Au regard de la conflictualité classique inhérente à la relation salariale dans l’entreprise, les référents incarnent un conflit original : celui qui oppose le professionnalisme au sacrifice de la qualité du travail. Entre représentants du personnel, hiérarchie et référents, le dialogue sur le travail « bien fait » est un jeu à trois : des dialogues à deux toujours en présence d’un tiers dans toutes les instances, jusqu’au niveau de la gouvernance.

 

En quoi y a-t-il un enjeu sociétal à discuter du travail ?

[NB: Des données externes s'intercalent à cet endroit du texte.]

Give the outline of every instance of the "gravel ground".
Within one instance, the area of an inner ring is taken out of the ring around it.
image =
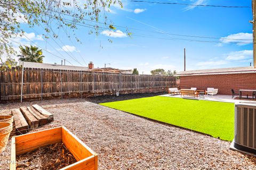
[[[91,102],[58,101],[38,103],[54,121],[34,131],[65,126],[99,154],[99,169],[256,169],[256,158],[229,150],[229,142]],[[10,141],[0,160],[10,160]],[[2,162],[0,169],[9,164]]]

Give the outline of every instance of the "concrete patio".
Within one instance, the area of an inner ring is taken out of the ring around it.
[[[163,97],[175,97],[175,98],[183,98],[181,97],[180,95],[169,95],[168,94],[160,95],[160,96]],[[252,99],[242,99],[241,100],[235,99],[236,98],[239,97],[239,96],[235,96],[235,97],[232,98],[231,95],[213,95],[212,97],[211,95],[204,95],[204,98],[201,98],[199,97],[197,98],[194,98],[192,96],[185,96],[186,98],[189,99],[196,99],[198,100],[210,100],[210,101],[222,101],[222,102],[228,102],[228,103],[250,103],[256,104],[256,100]],[[246,96],[243,96],[243,98],[245,98]]]

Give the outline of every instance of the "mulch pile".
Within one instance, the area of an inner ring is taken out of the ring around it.
[[[61,142],[39,148],[17,156],[17,169],[59,169],[76,162]]]

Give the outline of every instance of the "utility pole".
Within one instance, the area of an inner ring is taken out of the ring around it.
[[[186,71],[186,48],[184,48],[184,71]]]
[[[253,32],[253,66],[254,68],[256,68],[256,0],[252,0],[252,15],[253,15],[253,21],[252,21],[252,32]]]

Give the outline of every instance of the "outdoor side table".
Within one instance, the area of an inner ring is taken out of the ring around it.
[[[204,98],[204,92],[200,91],[199,92],[199,98]]]

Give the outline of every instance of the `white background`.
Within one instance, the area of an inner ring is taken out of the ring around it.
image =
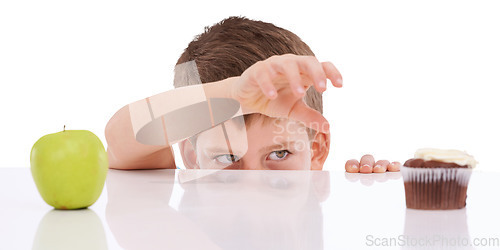
[[[299,35],[341,71],[324,94],[326,170],[372,153],[466,150],[500,170],[497,1],[0,2],[0,167],[29,167],[41,136],[104,127],[122,106],[172,88],[205,26],[242,15]]]

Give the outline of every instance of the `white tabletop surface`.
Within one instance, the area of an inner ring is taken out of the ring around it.
[[[0,249],[500,249],[499,179],[474,171],[465,209],[420,211],[400,173],[110,170],[89,209],[58,211],[2,168]]]

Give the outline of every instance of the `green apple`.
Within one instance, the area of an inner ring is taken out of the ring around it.
[[[40,195],[56,209],[94,204],[108,171],[108,156],[101,140],[87,130],[43,136],[31,149],[30,163]]]

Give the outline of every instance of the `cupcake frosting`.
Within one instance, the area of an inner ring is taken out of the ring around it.
[[[426,161],[441,161],[455,163],[475,168],[477,161],[464,151],[454,149],[421,148],[415,152],[415,158]]]

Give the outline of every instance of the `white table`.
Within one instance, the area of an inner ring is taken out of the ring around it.
[[[93,206],[58,211],[3,168],[0,249],[500,249],[499,179],[475,171],[465,209],[419,211],[400,173],[110,170]]]

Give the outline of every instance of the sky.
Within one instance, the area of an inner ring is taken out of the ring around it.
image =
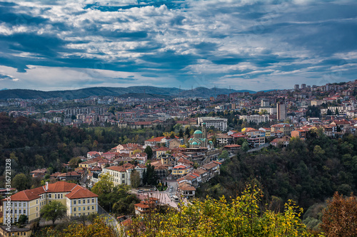
[[[357,79],[357,1],[0,0],[0,90]]]

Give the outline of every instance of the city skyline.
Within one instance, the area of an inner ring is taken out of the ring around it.
[[[353,1],[0,1],[0,90],[214,86],[357,75]]]

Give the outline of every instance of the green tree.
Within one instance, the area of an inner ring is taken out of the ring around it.
[[[23,215],[21,215],[20,217],[19,217],[19,223],[21,225],[25,224],[28,220],[29,220],[29,218],[27,217],[26,215],[23,214]]]
[[[229,154],[228,153],[228,151],[226,149],[223,150],[222,152],[222,154],[221,154],[219,155],[218,158],[221,158],[221,159],[228,159],[228,158],[229,158]]]
[[[41,216],[46,221],[52,221],[52,225],[56,220],[66,216],[66,206],[58,201],[52,201],[44,205],[41,210]]]
[[[246,152],[249,149],[249,144],[247,141],[244,141],[244,142],[243,142],[241,149],[243,152]]]
[[[130,175],[130,182],[131,186],[136,189],[140,185],[140,174],[135,169],[131,172]]]
[[[326,236],[352,237],[357,231],[357,198],[344,198],[336,192],[332,201],[323,211],[322,223],[320,225]]]
[[[71,159],[69,164],[69,166],[73,169],[74,169],[75,168],[76,168],[78,167],[79,164],[81,162],[81,157],[74,157],[74,158]]]
[[[18,191],[26,189],[29,184],[29,179],[24,174],[17,174],[12,179],[12,186]]]
[[[153,155],[154,155],[153,149],[151,149],[151,147],[146,146],[146,147],[145,147],[145,149],[144,150],[144,152],[148,154],[148,159],[151,159],[151,158],[153,157]]]
[[[101,180],[94,184],[91,191],[98,195],[109,194],[113,191],[114,186],[113,177],[108,174],[104,174],[101,176]]]

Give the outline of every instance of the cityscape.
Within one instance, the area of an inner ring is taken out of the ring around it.
[[[356,236],[356,9],[0,0],[0,237]]]

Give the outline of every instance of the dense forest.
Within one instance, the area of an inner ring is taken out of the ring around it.
[[[170,132],[173,123],[166,127],[131,130],[117,127],[64,127],[59,124],[43,124],[25,117],[11,117],[0,113],[0,174],[5,170],[5,159],[11,158],[11,176],[28,174],[31,169],[49,167],[61,172],[63,163],[71,158],[86,156],[91,150],[106,152],[121,143],[144,144],[152,136]],[[0,186],[4,186],[4,176]]]
[[[292,139],[288,147],[270,147],[256,154],[239,153],[225,162],[221,175],[203,184],[197,194],[234,198],[246,183],[257,184],[277,209],[288,199],[305,211],[324,202],[335,191],[356,192],[357,137],[334,139],[321,131],[303,142]],[[321,211],[321,210],[320,210]]]

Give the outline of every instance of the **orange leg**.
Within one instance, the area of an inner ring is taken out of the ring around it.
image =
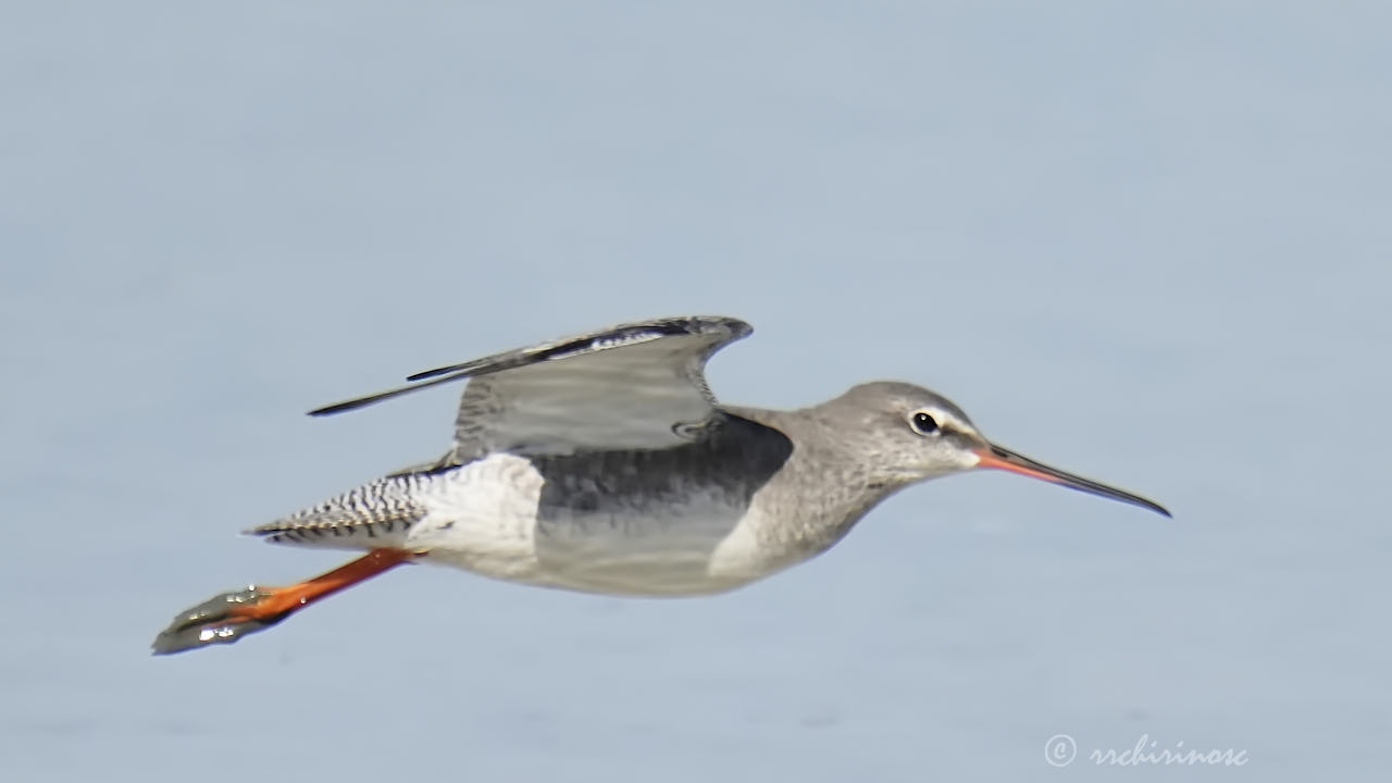
[[[210,644],[230,644],[269,628],[310,603],[419,557],[405,549],[373,549],[367,555],[283,588],[249,587],[224,592],[182,612],[155,638],[155,653],[184,652]]]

Y.C. La question dépasse l’entreprise. Les scandales sanitaires de ces dernières années et de graves accidents ont comme point de départ un déficit de prise en charge collective de la qualité du travail : Volkswagen, les crashs des Boeing, les catastrophes industrielles comme celle de l’EPR de Flamanville ou sanitaire comme l’explosion de Lubrizol ou les contaminations du lait infantile chez Lactalis désigne la faille. Et l’origine de la pandémie que nous vivons n’est pas en reste. Nous en faisons l’analyse dans l’ouvrage. Il s’agit de lentes et anciennes dérives de situations de travail dans lesquelles le conflit de critères sur le travail « bien fait » n’a pas droit de Cité. Le silence organisationnel y règne. Au-delà des lanceurs d’alertes, on a donc besoin de vraies sentinelles veillant sur la qualité du travail. Dans un système de relations professionnelles redéfinies, les référents pourraient l’être. Personne, pas même l’employeur, ne doit avoir le privilège de définir tout seul le contenu du travail.

 

Propos recueillis par Laurent Tertrais

 

[1] Yves Clot avec Jean-Yves Bonnefond, Antoine Bonnemain et Mylène Zittoun, Le Prix du travail bien fait. La coopération conflictuelle dans les organisations, La Découverte, 2021.

[2] M. Detchessahar (ss dir.), L’Entreprise délibérée, Nouvelle Cité, 2019. Préface d’Y. Clot.